Entertainment jokes
I don't want to brag, I finished the puzzle in under a week, and it said 2-4 years on the box.
What is a disabled person's favorite type of comedy? Sit-down comedy!
Chuck Norris can kick an apple from an orange tree and make the best lemonade you've ever had.
Bro, I gotta tell you a joke.
Nevermind, it's too cheesy!
What's the difference between jelly and jam? You can't jelly a clown into the tiny car.
Why did the orphan become a stripper?
To have someone to call "daddy!"
I don't have a joke, it's just funny reading them.
What’s a orphan's fav movie?
Spider-Man: Homecoming.
Yo mama so fat that she walked in front of the TV, and I missed a whole episode of iCarly.
I just had the worst gig of my life! I told yo mama jokes at the orphanage.
I’m in a wheelchair and I can do stand-up comedy, oh wait...
What’s the difference between a pornstar covered in slime and The White Stripes?
One has "Icky Thump," and the other does "icky hump."
Did you know Disney is making a movie for suicidal people?
They're calling it Finding Emo.
What do you call a funny rapper?
A PUN-ISHER!
They're making a new Alien movie.
There are so many aliens you can't keep track.

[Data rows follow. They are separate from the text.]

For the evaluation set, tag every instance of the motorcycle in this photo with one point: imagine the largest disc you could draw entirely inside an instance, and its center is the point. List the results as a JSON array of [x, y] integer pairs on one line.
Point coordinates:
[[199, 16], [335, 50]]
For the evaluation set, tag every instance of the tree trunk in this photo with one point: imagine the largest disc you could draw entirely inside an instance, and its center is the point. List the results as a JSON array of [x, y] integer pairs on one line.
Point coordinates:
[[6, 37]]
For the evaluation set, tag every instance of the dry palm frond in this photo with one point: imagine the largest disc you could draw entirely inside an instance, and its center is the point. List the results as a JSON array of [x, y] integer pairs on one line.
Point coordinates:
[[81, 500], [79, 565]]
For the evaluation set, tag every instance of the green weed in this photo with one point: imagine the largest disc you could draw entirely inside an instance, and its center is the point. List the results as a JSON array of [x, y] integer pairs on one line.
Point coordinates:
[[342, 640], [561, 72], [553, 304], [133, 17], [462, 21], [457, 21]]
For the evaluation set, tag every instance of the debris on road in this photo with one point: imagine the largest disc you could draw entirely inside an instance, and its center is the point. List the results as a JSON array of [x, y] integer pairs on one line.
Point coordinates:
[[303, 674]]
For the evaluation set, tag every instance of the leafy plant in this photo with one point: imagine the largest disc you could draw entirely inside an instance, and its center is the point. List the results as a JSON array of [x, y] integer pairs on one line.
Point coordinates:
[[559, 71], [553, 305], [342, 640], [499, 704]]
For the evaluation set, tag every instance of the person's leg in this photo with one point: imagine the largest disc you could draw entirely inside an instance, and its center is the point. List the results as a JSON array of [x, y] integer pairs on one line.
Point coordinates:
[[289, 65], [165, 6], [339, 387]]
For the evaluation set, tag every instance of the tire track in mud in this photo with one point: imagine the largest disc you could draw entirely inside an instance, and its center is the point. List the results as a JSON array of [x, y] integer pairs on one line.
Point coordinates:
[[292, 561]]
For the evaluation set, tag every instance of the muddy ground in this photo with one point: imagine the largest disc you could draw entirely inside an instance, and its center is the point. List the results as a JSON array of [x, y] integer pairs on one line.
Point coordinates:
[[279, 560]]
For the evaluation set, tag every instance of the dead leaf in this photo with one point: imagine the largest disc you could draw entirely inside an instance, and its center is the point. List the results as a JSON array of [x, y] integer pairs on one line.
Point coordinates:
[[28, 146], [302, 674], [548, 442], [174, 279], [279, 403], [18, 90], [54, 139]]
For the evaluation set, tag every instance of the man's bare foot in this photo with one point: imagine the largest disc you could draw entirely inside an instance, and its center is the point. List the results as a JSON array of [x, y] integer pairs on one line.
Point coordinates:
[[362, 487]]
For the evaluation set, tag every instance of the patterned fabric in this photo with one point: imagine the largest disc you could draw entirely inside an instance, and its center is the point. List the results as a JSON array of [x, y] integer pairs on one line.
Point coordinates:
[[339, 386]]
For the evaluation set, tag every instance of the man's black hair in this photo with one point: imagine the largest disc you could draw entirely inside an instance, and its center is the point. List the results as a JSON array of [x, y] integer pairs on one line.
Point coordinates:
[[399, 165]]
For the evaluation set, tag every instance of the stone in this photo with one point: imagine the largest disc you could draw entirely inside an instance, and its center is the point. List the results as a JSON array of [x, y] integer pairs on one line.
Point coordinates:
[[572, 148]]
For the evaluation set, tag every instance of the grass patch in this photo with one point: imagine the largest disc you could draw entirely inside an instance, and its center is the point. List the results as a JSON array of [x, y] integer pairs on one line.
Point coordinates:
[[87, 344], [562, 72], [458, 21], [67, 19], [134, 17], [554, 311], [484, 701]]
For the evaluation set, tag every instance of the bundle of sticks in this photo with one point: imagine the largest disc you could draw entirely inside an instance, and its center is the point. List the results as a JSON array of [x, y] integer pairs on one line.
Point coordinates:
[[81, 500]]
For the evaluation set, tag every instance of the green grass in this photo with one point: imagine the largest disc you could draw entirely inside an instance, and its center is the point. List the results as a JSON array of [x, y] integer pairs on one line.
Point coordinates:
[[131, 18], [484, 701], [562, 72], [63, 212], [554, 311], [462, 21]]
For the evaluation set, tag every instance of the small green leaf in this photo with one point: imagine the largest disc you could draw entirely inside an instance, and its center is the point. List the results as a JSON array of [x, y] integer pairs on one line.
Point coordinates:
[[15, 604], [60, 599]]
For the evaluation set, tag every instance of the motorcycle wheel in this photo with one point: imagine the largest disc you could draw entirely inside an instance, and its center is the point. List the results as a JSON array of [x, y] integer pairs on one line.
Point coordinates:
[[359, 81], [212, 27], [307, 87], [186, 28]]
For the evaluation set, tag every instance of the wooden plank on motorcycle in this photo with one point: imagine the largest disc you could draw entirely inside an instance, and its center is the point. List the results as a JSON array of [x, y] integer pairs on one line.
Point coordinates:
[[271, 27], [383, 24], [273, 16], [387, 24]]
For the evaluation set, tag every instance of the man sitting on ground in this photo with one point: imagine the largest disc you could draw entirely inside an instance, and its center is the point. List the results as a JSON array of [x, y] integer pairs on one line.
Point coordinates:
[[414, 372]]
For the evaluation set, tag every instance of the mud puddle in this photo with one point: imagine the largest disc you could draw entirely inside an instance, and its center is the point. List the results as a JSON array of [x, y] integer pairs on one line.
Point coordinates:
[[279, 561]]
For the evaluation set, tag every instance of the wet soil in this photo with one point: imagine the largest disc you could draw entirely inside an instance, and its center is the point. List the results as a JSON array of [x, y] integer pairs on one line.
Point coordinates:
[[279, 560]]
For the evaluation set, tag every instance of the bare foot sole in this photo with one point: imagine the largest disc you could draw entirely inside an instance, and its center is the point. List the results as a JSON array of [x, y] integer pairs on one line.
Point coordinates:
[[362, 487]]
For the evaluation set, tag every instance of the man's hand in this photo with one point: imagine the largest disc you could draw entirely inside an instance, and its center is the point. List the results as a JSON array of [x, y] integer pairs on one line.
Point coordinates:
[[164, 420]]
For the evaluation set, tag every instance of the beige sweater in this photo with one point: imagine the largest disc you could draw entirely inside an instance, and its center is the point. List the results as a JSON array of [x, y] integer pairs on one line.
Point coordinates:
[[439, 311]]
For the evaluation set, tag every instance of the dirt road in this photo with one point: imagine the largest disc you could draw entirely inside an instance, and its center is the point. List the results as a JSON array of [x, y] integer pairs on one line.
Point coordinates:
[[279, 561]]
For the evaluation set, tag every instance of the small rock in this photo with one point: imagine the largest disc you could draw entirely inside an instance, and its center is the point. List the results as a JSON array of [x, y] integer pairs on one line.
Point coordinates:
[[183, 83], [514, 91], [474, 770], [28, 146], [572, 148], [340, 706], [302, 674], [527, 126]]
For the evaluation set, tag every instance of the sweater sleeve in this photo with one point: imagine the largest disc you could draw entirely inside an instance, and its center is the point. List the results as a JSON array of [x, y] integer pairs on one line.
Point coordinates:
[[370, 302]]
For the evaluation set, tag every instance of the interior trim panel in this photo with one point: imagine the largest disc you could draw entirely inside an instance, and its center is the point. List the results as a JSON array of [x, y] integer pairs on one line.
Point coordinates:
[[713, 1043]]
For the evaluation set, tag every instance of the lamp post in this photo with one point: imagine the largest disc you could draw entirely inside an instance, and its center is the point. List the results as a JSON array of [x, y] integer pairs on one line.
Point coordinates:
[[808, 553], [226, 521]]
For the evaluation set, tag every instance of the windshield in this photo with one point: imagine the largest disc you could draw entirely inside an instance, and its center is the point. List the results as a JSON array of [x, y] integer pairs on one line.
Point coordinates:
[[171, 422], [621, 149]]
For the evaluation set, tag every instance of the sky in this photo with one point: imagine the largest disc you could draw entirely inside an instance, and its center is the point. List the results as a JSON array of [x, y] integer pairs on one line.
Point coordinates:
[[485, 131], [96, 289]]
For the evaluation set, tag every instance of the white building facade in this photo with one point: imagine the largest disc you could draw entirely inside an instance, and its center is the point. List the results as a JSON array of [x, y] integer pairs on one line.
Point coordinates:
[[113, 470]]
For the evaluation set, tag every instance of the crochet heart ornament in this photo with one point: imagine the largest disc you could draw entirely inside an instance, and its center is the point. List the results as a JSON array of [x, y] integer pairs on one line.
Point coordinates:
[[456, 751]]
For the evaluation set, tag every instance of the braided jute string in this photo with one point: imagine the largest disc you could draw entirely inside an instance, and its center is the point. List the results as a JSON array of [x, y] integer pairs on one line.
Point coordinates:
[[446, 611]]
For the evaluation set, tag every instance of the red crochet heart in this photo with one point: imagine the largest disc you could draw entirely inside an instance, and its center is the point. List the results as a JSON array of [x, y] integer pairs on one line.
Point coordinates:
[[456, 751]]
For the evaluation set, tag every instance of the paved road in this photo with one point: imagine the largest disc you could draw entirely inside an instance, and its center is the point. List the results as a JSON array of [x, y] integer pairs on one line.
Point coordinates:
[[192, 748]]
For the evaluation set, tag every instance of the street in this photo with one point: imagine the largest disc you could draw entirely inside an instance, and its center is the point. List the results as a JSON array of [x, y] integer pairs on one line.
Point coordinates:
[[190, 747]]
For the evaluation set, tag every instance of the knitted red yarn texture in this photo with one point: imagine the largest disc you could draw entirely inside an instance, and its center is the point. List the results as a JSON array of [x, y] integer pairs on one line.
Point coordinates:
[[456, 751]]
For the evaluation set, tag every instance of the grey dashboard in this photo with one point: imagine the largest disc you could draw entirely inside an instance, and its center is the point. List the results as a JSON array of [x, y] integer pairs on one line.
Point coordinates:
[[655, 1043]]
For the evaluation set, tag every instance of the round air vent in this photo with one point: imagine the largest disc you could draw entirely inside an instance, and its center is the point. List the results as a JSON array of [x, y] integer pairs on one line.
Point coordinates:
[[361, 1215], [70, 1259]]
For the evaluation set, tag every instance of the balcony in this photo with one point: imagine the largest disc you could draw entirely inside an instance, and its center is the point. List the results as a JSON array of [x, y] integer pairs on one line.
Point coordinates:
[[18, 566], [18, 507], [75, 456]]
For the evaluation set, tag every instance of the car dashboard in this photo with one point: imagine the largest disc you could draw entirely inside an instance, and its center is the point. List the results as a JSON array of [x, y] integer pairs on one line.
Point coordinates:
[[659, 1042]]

What do you call a rapper with a cold?
Lil Sneezy.
What's a rapper's favorite drink?
RHYME-A-RITA
Why download Fruit Ninja when you have your arm?
When your friends [are] talking about sports:
Jake says, "It was 17.56M people watching [the] basketball championship."🦁
Sam says, "It was 113M people watching the Super Bowl." 😯🐱
Avion says, "It was up from 1.12 billion people watching [the] World Cup." 😶🙀
Person 1: “How many ph vids have you watched today?”
Person 2: “Seven.”
Person 1: “What the fuck, dude.”
Person 2: “I know, right? I’ve gotten seven ads for Pizza Hut in the past hour.”